Si le conseil devait mettre en œuvre sa politique, d’écrire le Père Jérémie Attaalla le 22 juin, « nous n’hésiterons pas à retirer immédiatement nos enfants de toutes les écoles catholiques à Toronto ou de [la région du Grand Toronto]. »
La politique qui porte le nom officiel « d’équité », adoptée plus tôt cette année dans le cadre des politiques radicales du gouvernement de gauche ontarien sur l’« équité et l’éducation inclusive » a suscité une mobilisation sans précédent de la part des parents qui craignent que celle-ci donnera une occasion supplémentaire à des militants et lobbies pro-homosexuels d’influencer l’éducation sexuelle des écoles du TCSBD déjà peu respectueuse, pour de nombreux parents, de la doctrine catholique.

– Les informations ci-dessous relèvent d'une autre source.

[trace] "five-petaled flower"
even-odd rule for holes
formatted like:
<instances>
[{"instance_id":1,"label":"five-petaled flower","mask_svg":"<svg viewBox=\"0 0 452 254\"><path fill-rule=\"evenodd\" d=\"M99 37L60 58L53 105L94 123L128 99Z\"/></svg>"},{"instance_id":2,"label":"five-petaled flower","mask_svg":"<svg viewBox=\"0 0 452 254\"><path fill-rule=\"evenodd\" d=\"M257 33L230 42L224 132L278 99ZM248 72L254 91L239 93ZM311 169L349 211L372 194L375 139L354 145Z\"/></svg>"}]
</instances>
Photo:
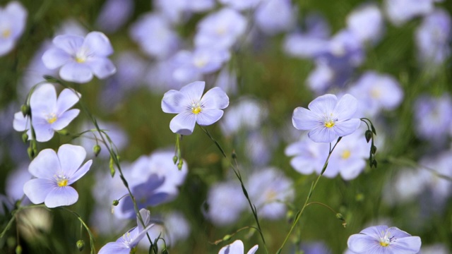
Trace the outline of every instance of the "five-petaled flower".
<instances>
[{"instance_id":1,"label":"five-petaled flower","mask_svg":"<svg viewBox=\"0 0 452 254\"><path fill-rule=\"evenodd\" d=\"M24 193L34 204L44 202L47 207L74 204L78 193L70 185L90 169L91 159L81 166L85 157L85 149L78 145L63 145L58 153L52 149L43 150L28 167L30 173L37 178L25 183Z\"/></svg>"},{"instance_id":2,"label":"five-petaled flower","mask_svg":"<svg viewBox=\"0 0 452 254\"><path fill-rule=\"evenodd\" d=\"M347 242L352 253L415 254L421 248L421 238L395 226L374 226L351 235Z\"/></svg>"},{"instance_id":3,"label":"five-petaled flower","mask_svg":"<svg viewBox=\"0 0 452 254\"><path fill-rule=\"evenodd\" d=\"M195 81L179 91L171 90L163 95L162 110L178 114L170 123L174 133L190 135L196 123L208 126L222 116L221 109L229 105L229 97L220 87L213 87L203 96L205 85L203 81Z\"/></svg>"},{"instance_id":4,"label":"five-petaled flower","mask_svg":"<svg viewBox=\"0 0 452 254\"><path fill-rule=\"evenodd\" d=\"M58 35L54 47L42 55L42 61L49 69L59 69L60 77L79 83L93 79L93 75L103 79L116 72L107 58L113 54L109 40L100 32L91 32L86 37Z\"/></svg>"},{"instance_id":5,"label":"five-petaled flower","mask_svg":"<svg viewBox=\"0 0 452 254\"><path fill-rule=\"evenodd\" d=\"M350 95L338 101L334 95L320 96L308 105L309 109L299 107L294 110L292 122L299 130L309 130L308 136L314 142L331 143L338 137L352 134L361 123L352 118L358 102Z\"/></svg>"},{"instance_id":6,"label":"five-petaled flower","mask_svg":"<svg viewBox=\"0 0 452 254\"><path fill-rule=\"evenodd\" d=\"M137 226L127 231L115 242L110 242L105 245L104 247L99 250L99 254L131 253L132 249L138 244L138 242L144 237L148 231L154 226L154 224L150 223L150 212L149 210L143 208L140 210L140 214L143 219L143 224L137 217Z\"/></svg>"}]
</instances>

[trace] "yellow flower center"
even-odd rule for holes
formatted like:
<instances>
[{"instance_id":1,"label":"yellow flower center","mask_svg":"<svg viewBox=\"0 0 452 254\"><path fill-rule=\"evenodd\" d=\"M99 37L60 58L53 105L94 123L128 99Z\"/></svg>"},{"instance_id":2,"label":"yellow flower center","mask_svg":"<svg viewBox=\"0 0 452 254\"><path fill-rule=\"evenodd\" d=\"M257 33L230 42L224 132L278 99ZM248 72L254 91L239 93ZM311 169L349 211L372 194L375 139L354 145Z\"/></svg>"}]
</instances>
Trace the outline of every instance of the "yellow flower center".
<instances>
[{"instance_id":1,"label":"yellow flower center","mask_svg":"<svg viewBox=\"0 0 452 254\"><path fill-rule=\"evenodd\" d=\"M350 150L346 150L342 152L342 155L340 155L340 157L344 159L347 159L350 157L351 155L352 155L352 152Z\"/></svg>"},{"instance_id":2,"label":"yellow flower center","mask_svg":"<svg viewBox=\"0 0 452 254\"><path fill-rule=\"evenodd\" d=\"M68 185L68 179L62 179L58 181L58 182L56 183L58 184L58 186L59 187L64 187Z\"/></svg>"}]
</instances>

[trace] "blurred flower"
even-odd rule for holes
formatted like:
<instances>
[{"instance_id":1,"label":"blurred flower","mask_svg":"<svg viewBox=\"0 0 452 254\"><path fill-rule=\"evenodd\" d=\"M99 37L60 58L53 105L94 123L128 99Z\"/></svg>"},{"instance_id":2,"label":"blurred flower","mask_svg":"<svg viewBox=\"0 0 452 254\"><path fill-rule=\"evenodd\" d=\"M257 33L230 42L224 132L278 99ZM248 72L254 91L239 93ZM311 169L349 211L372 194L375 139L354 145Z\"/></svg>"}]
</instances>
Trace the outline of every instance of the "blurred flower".
<instances>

Le plan pour « l’équité et l’éducation inclusive » définit l’homophobie comme une « attitude désobligeante ou hostile, ou parti pris négatif à l’encontre des lesbiennes et des homosexuels et des personnes bisexuelles ou transgenres (LGBT). L’homophobie peut être manifeste ou tacite et exister tant au niveau individuel que systémique. » Bref, ne pas trouver la pratique homosexuelle « normale », comme tant de personnes de par le monde le font, pourrait être considéré comme de l’homophobie, tacite si « l’homophobe » se tait.